Inconsistent model inference Time

Hi all. I am a graduate student working on a project about Model inference time optimization.
I am using this very simple code snippet to benchmark the inference time of resenet50:

    for i, (batch_input, batch_target) in enumerate(data_loader):
        batch_input_var = batch_input.to(device)
        torch.cuda.synchronize()


        # time.sleep(0.2)
        start = torch.cuda.Event(enable_timing=True)
        end = torch.cuda.Event(enable_timing=True)
        start.record()
        with torch.no_grad():
            output = net(batch_input_var)
        end.record()
        torch.cuda.synchronize()
        print(start.elapsed_time(end))

It gives me 10.5ms consistently.

However, if I uncomment time.sleep(0.2), or do something else which takes around 0.05s to 0.2s, the results start to be highly inconsistent, ranging from 12.7ms to 26.1ms. If I set the sleep time to say 2 seconds, the results become consistent again, around 15ms.

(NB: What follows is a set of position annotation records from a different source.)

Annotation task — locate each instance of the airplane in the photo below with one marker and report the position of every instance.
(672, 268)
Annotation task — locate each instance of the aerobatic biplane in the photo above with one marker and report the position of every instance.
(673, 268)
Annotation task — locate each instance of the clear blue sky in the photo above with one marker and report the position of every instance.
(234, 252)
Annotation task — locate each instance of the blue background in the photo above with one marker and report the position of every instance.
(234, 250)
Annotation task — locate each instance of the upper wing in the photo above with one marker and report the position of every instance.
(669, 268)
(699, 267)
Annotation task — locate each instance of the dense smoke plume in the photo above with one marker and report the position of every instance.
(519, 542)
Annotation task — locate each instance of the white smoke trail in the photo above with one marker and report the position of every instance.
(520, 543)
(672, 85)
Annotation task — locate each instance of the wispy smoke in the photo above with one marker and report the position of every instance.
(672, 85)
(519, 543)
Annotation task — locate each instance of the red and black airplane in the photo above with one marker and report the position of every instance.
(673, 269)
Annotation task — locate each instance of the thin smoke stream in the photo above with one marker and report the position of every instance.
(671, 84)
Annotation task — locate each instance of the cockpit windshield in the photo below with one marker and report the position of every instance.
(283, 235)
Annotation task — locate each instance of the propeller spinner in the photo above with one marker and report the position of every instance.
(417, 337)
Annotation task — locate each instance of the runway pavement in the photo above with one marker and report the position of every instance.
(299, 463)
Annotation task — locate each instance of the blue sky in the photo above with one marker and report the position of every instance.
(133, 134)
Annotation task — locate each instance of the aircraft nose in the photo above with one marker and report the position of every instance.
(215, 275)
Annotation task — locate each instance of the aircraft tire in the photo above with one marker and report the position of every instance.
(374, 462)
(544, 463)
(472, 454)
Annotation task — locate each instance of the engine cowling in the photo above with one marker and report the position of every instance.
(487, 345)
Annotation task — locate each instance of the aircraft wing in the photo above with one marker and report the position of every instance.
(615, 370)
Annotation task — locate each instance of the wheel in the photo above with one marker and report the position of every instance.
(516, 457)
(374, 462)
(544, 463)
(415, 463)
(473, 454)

Please I am wondering if you have any thoughts on this?

Thanks!

any hope to find help for this?

I haven’t seen this issue before and also cannot reproduce it using a small example model and random input data.
Could you share a code snippet to reproduce this issue and also share your setup information?

Hi @ptrblck Thanks a lot for your response!

I have a minimal script to show this problem at the end.

I am using Python 3.6.9, Pytorch version 1.7.1, I’m using RTX 2080, CUDA version is 11.0, driver version 450.80.02

Script:

import torchvision.models as models
import torch
import numpy as np
import time


if __name__ == '__main__':
    device=0
    net = models.resnet50(pretrained=True).to(device)
    net.eval()

    data = np.random.uniform(0, 1, (200, 3, 480, 854))
    label = np.random.randint(0, 100, (200,))
    tensor_imgs = torch.Tensor(data.astype(np.float32))
    tensor_labels = torch.Tensor(label.astype(np.float32))
    dataset = torch.utils.data.dataset.TensorDataset(tensor_imgs, tensor_labels)
    data_loader = torch.utils.data.dataloader.DataLoader(dataset, batch_size=1, shuffle=False, num_workers=10)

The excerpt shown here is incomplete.